L’equilibrio viene rotto dall’espulsione di capitan Simoncini, ma Varrella non rinuncia alle due punte e passa dal 4-4-1-1 al 4-3-2. Gli ospiti delegano la fase offensiva all’ex Portsmouth Walker, un buon passatore, e al classe 2000 De Barr, per buona parte del secondo tempo ingiocabile (7 dribbling completati su 11 e una rapidità fuori scala rispetto agli altri giocatori), che fallisce pure un’ottima occasione a tu per tu con Benedettini. Diversamente cercano di prevalere alzando la palla sia su situazioni dinamiche (24 cross) che su palla inattiva (7 angoli). Proprio i corner costituiscono uno dei problemi cronici per una squadra poco presente a livello fisico come San Marino, che per l’avversario di turno si trasforma in opportunità molto importanti, paragonabili a una punizione dal limite. Ma i padroni di casa hanno il merito di non schiacciarsi, non concedono tiri in porta e scrivono un’altra pagina di storia. Perché la nazionale non aveva mai centrato due risultati utili consecutivi (mercoledì aveva perso 0-3 con la Lettonia, ma era un’amichevole).

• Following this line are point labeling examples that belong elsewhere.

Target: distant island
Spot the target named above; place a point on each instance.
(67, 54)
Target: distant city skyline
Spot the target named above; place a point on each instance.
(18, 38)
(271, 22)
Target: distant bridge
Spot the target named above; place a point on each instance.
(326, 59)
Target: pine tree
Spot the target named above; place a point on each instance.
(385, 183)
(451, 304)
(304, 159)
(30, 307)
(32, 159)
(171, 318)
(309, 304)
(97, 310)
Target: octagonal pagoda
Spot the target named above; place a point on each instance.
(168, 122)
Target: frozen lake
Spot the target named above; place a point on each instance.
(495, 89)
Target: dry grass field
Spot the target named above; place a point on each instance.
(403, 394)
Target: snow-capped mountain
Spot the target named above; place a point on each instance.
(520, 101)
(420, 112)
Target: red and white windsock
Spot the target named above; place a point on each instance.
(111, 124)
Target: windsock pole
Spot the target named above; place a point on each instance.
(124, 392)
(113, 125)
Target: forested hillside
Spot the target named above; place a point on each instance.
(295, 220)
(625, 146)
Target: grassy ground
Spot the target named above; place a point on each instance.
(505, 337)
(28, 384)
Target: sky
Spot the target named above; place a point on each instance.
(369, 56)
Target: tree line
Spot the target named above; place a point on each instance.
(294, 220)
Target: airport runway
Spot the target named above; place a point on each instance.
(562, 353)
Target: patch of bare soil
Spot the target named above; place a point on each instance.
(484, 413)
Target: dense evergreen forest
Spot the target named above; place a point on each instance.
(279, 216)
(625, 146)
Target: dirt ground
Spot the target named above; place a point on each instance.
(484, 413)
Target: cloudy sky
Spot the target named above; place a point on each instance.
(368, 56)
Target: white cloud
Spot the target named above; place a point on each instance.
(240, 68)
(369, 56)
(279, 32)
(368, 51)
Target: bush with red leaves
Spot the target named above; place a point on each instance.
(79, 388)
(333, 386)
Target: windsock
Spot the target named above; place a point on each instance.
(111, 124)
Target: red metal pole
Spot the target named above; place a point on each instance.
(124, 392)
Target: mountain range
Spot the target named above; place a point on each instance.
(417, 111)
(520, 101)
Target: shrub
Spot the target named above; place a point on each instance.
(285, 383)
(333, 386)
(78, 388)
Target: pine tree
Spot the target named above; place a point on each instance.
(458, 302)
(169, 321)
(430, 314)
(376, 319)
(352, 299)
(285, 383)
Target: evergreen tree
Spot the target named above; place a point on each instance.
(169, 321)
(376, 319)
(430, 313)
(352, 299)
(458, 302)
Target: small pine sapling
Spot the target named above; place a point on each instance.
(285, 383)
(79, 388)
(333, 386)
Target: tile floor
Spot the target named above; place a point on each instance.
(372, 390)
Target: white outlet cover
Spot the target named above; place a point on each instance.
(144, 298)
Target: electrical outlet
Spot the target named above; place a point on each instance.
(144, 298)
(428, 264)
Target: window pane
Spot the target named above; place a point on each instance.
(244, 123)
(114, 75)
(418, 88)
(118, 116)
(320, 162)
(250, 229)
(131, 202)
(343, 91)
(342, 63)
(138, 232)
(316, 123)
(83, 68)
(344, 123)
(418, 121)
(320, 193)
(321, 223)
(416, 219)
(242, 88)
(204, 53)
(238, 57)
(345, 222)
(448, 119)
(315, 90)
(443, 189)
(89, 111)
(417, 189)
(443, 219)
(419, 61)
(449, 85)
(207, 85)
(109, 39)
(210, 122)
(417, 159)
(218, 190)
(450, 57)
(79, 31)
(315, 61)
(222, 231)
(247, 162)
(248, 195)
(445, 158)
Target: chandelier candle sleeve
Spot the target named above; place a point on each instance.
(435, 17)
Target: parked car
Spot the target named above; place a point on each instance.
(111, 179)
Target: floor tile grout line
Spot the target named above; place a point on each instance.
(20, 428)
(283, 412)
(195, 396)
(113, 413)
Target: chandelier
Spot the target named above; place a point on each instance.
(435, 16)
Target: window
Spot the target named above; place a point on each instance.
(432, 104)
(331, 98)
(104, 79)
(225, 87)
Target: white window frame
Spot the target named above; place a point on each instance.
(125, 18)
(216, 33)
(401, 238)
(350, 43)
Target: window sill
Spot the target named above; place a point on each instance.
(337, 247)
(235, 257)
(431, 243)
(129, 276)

Un piccolo grande record che gratifica il commissario tecnico Franco Varella. Ingaggiato nel 2018 al posto di Pierangelo Manzaroli, l’allenatore riminese, il primo straniero nella storia della nazionale, si è rivelato una figura divisiva dalla spiccata personalità, a cui i media locali non hanno risparmiato critiche, soprattutto dopo la sconfitta interna contro il Liechtenstein (0-2). In quell’occasione si è presentato in conferenza stampa con il match analyst Matteo Turroni per difendere il suo lavoro e mostrare i progressi della squadra. Un personaggio a cui non piace la diplomazia: proprio ieri, a proposito di una sua possibile conferma in panchina, ha risposto che se fosse per lui non si metterebbe neppure in discussione. «La cosa più bella secondo me è la coesione che i ragazzi hanno dimostrato in questi ultimi due mesi. Vedere come si sono stretti intorno a Filippo Berardi, che fino a un anno fa sembrava avulso dal nostro mondo. Credo di aver cominciato a mettere dei fermagli e che si debba andare avanti per ottenere qualcosa di più».
Una fase offensiva che ha proposto persino delle giocate sofisticate: qui l’esterno Gradoni porta palla e premia la sovrapposizione interna del terzo di difesa Palazzi.
«Manzaroli curava di più le singole partite e gli avversari», spiega Hirsch, «ma Varrella ci ha aiutato a prendere consapevolezza e toglierci le paure che avevamo quando andavamo in trasferta. Cerchiamo di non pensare solo a difenderci, proviamo anche a giocare la palla: magari tenendola 7 volte su 10 la perdi comunque, ma se completi un giro palla in difesa superi la prima pressione e si possono aprire degli spazi. Anche perché per salire non abbiamo più giocatori come Andy Selva che tengono la palla anche da soli».
«In fase offensiva i ragazzi devono cominciare a credere in loro stessi». Anche perché, nonostante i passi in avanti, in due anni di gestione Varrella è arrivato un solo gol, quello di Berardi al Kazakistan nel 2019. Numeri comunque in linea con lo storico di una selezione capace di segnare 24 reti in 30 anni e che comprensibilmente ha difficoltà anche solo a concludere un'azione.
In futuro San Marino è destinato a continuare scontrarsi con i limiti strutturali di un microstato, ma l’impressione è che ci stia provando sempre più gusto. «Noi siamo qui: ci potete dare anche 10 gol, però prima ci dovete superare».